On May 29, 2009, at 1:37 PM, Sam Ruby wrote:

> Ian Hickson wrote:
>> On Fri, 29 May 2009, Sam Ruby wrote:
>>> As to whether or not everybody will accept that the rules written  
>>> in HTML5 apply to everybody, I submit the following as a test case:
>>>
>>> http://status.aws.amazon.com/rss/EC2API.rss
>>>
>>> Heck, it is not clear to me that *browsers* will accept that that  
>>> particular rule applies to them.
>> Could you elaborate on how this doesn't work with the rules in  
>> HTML5? (Or rather, with the rules in Adam's ID?)
>
> That resource is served with a text/plain mime type, and therefore  
> should not be treated as a feed.
>
> At the present time, both IE8 and Firefox treat that document as a  
> feed.
> My assessment is that Firefox will continue to follow IE's lead in  
> this area, but I will gladly defer to those who actually work on the  
> product.
>
> Independent of how that is resolved, and despite the fact that the  
> HTML 5 documented approach has been adopted by the likes of  
> SimplePie, it is not my expectation that feedreaders will follow the  
> HTML5 spec's guidance on this and they get observably better (as in  
> less false negatives) results by ignoring the MIME type.  In  
> particular, Google Reader is an example of a feedreader which will  
> happily allow you to add this page as a subscription.

The sniffing rules forbid detecting a text/plain resource as text/html  
for security reasons - detecting a "safe" resource as one that  
contains embedded script could create security risks for some sites.  
But these security reasons don't apply to feeds as far as I can tell.

I think it's important to some extent that feed readers and browsers  
interoperate on this.
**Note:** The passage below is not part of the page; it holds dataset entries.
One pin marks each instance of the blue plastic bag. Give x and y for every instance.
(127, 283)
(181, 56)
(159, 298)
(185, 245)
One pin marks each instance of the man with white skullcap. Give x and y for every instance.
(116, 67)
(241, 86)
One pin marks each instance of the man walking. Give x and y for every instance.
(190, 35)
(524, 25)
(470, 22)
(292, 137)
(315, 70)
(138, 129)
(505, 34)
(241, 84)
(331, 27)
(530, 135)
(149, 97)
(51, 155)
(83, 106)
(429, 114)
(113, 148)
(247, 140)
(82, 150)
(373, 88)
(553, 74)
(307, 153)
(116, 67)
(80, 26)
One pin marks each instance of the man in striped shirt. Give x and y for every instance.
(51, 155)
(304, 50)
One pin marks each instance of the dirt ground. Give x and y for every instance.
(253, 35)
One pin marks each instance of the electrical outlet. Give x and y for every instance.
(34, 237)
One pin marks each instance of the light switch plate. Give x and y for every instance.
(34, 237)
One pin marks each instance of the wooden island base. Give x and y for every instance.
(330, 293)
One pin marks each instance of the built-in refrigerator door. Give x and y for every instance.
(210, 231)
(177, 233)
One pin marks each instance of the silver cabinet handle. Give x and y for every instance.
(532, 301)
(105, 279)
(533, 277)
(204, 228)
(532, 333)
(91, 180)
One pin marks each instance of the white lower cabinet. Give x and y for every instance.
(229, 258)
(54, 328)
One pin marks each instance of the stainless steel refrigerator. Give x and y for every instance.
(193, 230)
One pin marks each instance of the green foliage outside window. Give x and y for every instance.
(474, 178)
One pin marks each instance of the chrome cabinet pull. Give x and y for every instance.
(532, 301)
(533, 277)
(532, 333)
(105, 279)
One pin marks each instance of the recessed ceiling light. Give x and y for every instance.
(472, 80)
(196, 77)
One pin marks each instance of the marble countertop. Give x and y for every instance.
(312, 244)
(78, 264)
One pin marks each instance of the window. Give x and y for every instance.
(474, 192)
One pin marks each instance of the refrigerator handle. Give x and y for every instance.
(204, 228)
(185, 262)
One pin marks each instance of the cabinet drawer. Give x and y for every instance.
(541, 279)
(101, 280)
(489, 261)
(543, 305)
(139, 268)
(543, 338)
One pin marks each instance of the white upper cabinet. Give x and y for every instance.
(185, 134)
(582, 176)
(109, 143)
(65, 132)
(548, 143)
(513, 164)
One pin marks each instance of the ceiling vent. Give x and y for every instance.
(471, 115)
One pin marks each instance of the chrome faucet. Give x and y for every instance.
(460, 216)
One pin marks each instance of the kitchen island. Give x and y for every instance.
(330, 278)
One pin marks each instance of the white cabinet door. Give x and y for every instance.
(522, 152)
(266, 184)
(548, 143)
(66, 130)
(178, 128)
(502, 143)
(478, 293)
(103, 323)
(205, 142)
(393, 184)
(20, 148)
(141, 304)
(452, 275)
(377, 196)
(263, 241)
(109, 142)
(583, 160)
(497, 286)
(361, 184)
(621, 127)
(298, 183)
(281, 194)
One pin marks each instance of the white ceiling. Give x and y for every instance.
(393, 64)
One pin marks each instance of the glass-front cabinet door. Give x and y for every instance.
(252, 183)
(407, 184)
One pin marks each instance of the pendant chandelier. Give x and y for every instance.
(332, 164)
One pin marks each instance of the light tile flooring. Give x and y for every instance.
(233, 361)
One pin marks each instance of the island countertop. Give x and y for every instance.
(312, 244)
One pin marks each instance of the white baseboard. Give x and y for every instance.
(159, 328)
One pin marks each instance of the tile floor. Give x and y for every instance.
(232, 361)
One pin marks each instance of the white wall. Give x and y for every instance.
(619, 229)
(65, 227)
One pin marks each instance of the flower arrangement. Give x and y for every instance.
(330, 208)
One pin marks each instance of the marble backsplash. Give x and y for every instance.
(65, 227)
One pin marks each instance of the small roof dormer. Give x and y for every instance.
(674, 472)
If I see a link in a Web page or mail message to  
a feed, then clicking it should be able to open my configured feed  
reader of choice. Conversely, if I take a feed URL that works in my  
feed reader, and paste it into a Web page, then my users should be  
able to click that link and get a feed.

The feed reader de facto behavior of trying to parse anything (even  
video/quicktime or image/jpeg) as a feed is problematic in this  
regard. If you only test in a feed reader, then you can easily  
accidentally make feeds that can't be linked to from Web pages.  
Indeed, many feed readers these days have limited built-in Web  
browsing, so they might be unable to follow links to feeds that they  
could support if you entered the URL in their subscribe UI.

However, I can imagine that feed readers would be reluctant to drop  
support for text/plain feeds especially, since they are apparently  
fairly common, and there is no security benefit to outweigh the  
compatibility risk, as is the case with text/html. Thus, I think the  
right thing to do is to do as Adam suggests and allow sniffing of  
feeds (but not HTML) from text/plain. It would also be great to get  
direct input from authors of feed readers on what changes they would  
be willing to consider.

Regards,
Maciej

Received on Friday, 29 May 2009 22:01:22 UTC